Last Monday the Tenth Circuit socked a heart surgeon with a $733,000 legal bill for his challenge of a Tulsa hospital’s termination of his practice privileges. The twist is that it’s a bill for the hospital’slawyers—not the physician’s. He was already on the hook for those.
Heart surgeon George Cohlmia practiced at St. John Medical Center. One patient died during a procedure and another was permanently disfigured. St. John reviewed the matter and determined that the surgeon had failed to follow proper protocols. His privileges were suspended—an action upheld by a review committee, the medical executive committee, and the St. John board, all in accord with the hearing and review provisions of the Health Care Quality Improvement Act (HCQIA).
Dr. Cohlmia did not go peacefully. He made a federal case of it—eight of them, in fact, against 19 defendants, alleging everything from defamation to monopoly to racial discrimination (he had Native American patients). He lost every claim, on either motions to dismiss or motions for summary judgment. The Tenth Circuit affirmed.
St. John asked for attorneys’ fees, citing provisions of HCQIA. That statute was enacted to remove what Congress deemed a serious obstacle to evaluation of physician conduct: fear of lawsuits that, even when groundless, are expensive.
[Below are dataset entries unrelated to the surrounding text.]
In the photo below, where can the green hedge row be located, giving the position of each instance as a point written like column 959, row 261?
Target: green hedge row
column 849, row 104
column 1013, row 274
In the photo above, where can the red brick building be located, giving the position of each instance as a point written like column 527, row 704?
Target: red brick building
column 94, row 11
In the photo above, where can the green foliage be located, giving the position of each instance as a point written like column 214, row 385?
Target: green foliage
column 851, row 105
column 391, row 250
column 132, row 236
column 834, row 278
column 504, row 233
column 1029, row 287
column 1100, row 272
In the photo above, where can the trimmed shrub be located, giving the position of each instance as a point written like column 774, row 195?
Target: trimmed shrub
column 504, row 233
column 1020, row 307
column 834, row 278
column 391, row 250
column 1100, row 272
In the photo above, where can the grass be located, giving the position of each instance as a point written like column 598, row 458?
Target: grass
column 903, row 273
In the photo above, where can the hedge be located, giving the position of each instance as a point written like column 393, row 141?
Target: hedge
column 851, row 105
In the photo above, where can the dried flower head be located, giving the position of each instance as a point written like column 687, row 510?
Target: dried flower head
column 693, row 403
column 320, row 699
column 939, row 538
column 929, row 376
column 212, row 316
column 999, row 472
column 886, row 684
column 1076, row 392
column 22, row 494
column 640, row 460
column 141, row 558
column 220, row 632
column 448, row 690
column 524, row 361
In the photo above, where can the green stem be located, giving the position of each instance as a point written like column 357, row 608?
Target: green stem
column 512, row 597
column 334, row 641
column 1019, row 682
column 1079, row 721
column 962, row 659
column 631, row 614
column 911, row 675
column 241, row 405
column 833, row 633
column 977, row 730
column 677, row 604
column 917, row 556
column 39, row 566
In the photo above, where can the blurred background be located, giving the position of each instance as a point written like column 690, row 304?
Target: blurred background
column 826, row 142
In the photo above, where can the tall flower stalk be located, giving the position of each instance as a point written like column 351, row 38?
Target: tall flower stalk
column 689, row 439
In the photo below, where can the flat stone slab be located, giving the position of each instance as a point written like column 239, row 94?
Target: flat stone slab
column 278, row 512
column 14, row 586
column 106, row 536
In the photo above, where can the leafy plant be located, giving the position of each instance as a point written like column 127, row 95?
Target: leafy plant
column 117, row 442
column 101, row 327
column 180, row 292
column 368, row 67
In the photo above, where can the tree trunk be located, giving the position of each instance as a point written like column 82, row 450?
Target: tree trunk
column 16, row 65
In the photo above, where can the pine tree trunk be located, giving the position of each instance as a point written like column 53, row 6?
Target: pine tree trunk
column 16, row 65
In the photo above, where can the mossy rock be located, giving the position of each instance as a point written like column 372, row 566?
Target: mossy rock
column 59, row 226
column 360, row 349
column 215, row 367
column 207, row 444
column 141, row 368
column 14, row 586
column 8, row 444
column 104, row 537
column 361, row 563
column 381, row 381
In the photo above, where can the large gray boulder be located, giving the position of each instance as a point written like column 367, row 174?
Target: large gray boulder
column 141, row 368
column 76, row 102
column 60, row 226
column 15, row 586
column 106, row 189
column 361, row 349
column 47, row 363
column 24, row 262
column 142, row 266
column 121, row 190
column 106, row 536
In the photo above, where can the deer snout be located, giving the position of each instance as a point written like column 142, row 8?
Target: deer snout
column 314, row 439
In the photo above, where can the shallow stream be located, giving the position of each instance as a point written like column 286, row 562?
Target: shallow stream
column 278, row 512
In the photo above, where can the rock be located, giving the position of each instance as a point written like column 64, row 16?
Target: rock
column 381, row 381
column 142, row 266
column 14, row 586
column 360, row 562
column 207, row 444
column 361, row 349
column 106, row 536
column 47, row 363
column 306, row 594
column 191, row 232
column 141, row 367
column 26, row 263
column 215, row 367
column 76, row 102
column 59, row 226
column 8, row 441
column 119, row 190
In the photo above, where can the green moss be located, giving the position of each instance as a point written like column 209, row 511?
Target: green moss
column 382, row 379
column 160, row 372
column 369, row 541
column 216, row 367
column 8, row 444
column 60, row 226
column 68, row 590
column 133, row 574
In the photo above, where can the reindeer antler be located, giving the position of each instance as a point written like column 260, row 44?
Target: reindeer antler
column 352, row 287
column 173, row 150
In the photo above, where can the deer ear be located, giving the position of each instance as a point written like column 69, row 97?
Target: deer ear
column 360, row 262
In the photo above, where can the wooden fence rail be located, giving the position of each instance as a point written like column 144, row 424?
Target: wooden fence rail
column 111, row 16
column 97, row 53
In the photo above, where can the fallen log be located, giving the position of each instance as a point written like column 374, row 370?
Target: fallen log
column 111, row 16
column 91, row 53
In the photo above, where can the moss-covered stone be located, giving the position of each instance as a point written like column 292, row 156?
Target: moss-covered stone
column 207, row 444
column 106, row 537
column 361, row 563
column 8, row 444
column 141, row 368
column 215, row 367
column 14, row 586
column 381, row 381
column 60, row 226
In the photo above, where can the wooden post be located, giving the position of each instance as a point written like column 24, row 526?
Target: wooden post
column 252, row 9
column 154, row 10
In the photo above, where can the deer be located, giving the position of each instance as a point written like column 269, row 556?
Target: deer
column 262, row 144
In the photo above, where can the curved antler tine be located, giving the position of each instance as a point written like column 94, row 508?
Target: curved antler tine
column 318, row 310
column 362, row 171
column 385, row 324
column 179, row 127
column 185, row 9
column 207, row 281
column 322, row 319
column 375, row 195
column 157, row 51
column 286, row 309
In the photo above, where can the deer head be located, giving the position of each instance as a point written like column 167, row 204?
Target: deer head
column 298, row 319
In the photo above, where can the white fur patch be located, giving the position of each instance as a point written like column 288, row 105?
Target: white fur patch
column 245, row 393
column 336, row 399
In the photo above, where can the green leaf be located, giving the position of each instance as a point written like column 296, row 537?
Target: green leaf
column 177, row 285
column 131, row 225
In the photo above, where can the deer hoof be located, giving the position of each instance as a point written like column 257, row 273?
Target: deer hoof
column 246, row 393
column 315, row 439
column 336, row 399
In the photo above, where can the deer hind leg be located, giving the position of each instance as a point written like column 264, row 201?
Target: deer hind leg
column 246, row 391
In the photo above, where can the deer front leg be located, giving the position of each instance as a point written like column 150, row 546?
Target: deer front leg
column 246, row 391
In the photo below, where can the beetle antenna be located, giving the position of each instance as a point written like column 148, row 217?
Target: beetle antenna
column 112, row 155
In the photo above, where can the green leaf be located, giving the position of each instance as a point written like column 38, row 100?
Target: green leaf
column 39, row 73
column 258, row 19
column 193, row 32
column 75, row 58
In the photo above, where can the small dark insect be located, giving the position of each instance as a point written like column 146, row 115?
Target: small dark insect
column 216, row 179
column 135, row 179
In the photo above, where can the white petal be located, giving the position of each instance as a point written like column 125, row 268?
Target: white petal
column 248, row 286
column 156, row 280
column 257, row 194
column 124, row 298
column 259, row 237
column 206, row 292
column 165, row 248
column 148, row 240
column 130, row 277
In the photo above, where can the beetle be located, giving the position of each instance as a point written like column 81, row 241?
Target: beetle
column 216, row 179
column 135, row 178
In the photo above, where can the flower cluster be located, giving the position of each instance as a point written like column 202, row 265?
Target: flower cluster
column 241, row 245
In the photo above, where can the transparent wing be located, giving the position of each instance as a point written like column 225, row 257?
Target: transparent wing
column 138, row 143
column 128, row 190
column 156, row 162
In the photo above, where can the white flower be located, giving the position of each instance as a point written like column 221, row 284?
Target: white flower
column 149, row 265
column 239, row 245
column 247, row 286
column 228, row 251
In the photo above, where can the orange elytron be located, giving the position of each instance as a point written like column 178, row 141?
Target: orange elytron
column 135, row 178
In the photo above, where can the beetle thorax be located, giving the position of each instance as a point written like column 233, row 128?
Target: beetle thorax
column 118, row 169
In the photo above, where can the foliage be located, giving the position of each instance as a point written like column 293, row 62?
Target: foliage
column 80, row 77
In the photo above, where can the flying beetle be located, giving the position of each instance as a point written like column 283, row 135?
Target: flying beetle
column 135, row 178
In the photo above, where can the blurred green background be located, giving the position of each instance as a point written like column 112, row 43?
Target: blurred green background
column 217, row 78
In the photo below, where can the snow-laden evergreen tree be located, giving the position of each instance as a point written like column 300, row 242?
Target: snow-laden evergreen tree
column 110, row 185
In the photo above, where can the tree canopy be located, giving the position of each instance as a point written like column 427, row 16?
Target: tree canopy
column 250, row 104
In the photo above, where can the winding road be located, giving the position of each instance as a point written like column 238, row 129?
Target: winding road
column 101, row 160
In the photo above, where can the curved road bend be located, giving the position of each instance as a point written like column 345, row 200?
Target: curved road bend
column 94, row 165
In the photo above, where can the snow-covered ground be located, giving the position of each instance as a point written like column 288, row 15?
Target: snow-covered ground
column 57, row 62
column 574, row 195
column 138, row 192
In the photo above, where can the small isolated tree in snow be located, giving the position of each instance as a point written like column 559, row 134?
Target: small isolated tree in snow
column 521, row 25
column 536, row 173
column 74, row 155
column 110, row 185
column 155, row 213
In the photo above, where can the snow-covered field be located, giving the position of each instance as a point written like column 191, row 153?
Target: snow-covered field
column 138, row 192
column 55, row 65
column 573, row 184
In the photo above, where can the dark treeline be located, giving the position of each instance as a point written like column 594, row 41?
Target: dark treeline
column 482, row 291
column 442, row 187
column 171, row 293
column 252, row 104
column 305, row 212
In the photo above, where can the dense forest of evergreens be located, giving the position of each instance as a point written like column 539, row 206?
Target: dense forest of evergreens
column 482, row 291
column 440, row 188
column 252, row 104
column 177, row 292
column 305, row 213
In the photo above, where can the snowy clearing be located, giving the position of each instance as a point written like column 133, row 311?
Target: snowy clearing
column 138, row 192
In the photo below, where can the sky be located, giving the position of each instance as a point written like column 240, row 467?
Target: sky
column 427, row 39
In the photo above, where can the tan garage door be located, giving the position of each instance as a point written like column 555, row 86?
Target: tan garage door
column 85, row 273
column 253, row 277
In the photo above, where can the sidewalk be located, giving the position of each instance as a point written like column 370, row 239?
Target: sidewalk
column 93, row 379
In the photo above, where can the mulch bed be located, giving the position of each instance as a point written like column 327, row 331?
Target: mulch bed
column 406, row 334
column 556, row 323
Under the act, if a hospital follows its procedural requirements and a physician files a groundless lawsuit, the hospital can collect its attorneys’ fees.
When St. John asked for attorneys’ fees, both the district court and the Tenth Circuit agreed that St. John had followed the HCQIA procedures and that the suits were groundless. So Dr. Cohlmia has to pay St. John’s attorneys’ fees.
The case is Cohlmia v. St. John Medical Center, Case No. 12-5188.